4 Develop models based on previous literature and professional knowledge

In this study, the p-values for the appendix and omentum were found to be greater than 0.05 in the multivariate logistic regression analysis. However, several studies have identified the appendix and omentum as independent factors influencing platinum resistance recurrence. Additionally, results from lasso regression further indicated that both the appendix and omentum are significant independent predictors of platinum-resistant recurrence. Consequently, we adopted an exploratory approach to model development by integrating insights from existing literature with professional expertise. The appendix and omentum were incorporated either separately or simultaneously into eight variables selected through multivariate logistic regression to construct our model (Table 4). Notably, we observed a substantial enhancement in the performance of the RF model when both factors were included in its construction, with the AUC increasing from 0.627 to 0.887.

Table 4
www.frontiersin.org

Table 4. Performance of machine learning models based on multivariate Logistic regression results and professional knowledge.

5 Discussion

The primary objective of this study is to develop a machine learning predictive model for assessing the risk of platinum-resistant recurrence in patients with EOC. Among the models evaluated, the Logistic-XGBoost exhibited superior performance (AUC = 0.784). We recommend utilizing the XGBoost model, which incorporates eight variables. This model can be implemented in clinical practice once pathological data are obtained following surgical treatment and is anticipated to contribute significantly to clinical trial design and future research endeavors.

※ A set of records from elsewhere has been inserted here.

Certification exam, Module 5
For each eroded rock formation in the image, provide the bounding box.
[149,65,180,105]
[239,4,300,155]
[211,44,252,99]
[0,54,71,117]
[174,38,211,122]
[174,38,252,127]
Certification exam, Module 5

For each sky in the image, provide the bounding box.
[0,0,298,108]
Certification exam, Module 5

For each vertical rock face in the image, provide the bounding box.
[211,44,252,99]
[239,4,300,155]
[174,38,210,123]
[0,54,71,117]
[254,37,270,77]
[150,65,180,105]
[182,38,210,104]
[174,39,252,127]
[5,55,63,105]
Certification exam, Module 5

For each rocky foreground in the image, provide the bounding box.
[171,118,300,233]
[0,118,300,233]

The enhanced accuracy of the Logistic-XGBoost model underscores the significant contribution of hidden variables identified in previous studies, as well as the novel clinical relevance of these variables, including LDH (27) and surgery-related information. This highlights the potential utility of routine laboratory data and clinical indicators as biomarkers for platinum-resistant recurrence. Elevated serum LDH levels are observed in patients experiencing active tumor growth and tissue destruction. In recent years, extensive research has been conducted on the prognostic value of serum LDH across various cancers, including lymphoma, lung cancer, colorectal cancer, breast cancer, kidney cancer, and liver cancer (28).

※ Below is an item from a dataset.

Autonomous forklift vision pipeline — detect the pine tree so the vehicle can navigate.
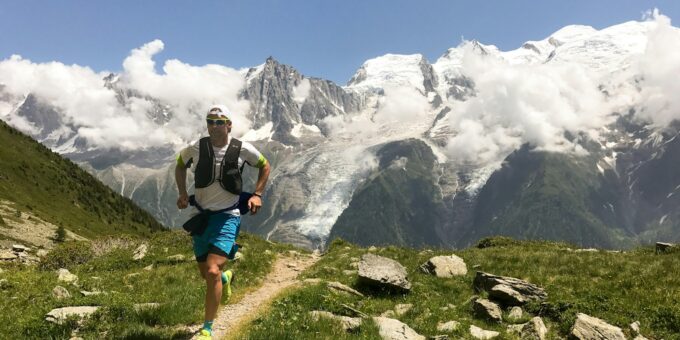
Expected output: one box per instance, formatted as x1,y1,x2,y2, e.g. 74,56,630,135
54,225,66,243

Furthermore, combining serum LDH with other tumor markers such as alpha-fetoprotein, CA125, and human chorionic gonadotropin can enhance the accurate determination of histological types in ovarian cancer (29). This study presents a novel association between serum LDH levels and platinum-resistant recurrence in EOC, specifically indicating that higher LDH levels correlate with an increased likelihood of platinum-resistant recurrence. Future large-scale and rigorously designed prospective studies are essential to validate the clinical significance of these markers and establish precise cutoff values.

Previous studies have identified inflammatory factor indicators, such as white blood cell count, the neutrophil-to-lymphocyte ratio, and the platelet-to-lymphocyte ratio, as independent factors influencing platinum-resistant recurrence (3032). However, during the preliminary data preprocessing of this study, it became evident that these ratios—including white blood cell count, absolute values of various white blood cell classifications, the neutrophil-to-lymphocyte ratio, and the platelet-to-lymphocyte ratio—do not serve as independent prognostic factors for platinum-resistant recurrence. It is crucial to acknowledge that systemic diseases unrelated to cancer (such as inflammatory conditions or infections) may affect peripheral blood complete counts and potentially lead to inaccuracies in analysis results.

In the model construction phase, this research utilized six distinct machine learning algorithms: LR, K-Nearest Neighbors KNN, RF, SVM, DTA, and XGBoost (33, 34). All of these are classified as supervised machine learning algorithms. Unlike unsupervised learning, which does not utilize labeled data, supervised learning provides the computer with labeled datasets for training and subsequently applies the acquired patterns to make predictions on unknown data. Each algorithm has its own unique strengths and weaknesses, leading to significantly varied performance when applied to the same dataset. Currently, no single algorithm can comprehensively solve all problems in this domain. Therefore, this study recommends that researchers conducting similar investigations consider employing all widely recognized algorithms in order to identify the most effective one for developing a clinical prediction model.

The potential advantages of machine learning include its capacity to detect complex patterns and greater flexibility in managing missing data, as well as accommodating nonlinear relationships among parameters. Notably, in this study, the model fitted using variable selection results from Lasso regression indicated that the traditional LR model performed optimally; at this stage, machine learning did not surpass traditional LR methods.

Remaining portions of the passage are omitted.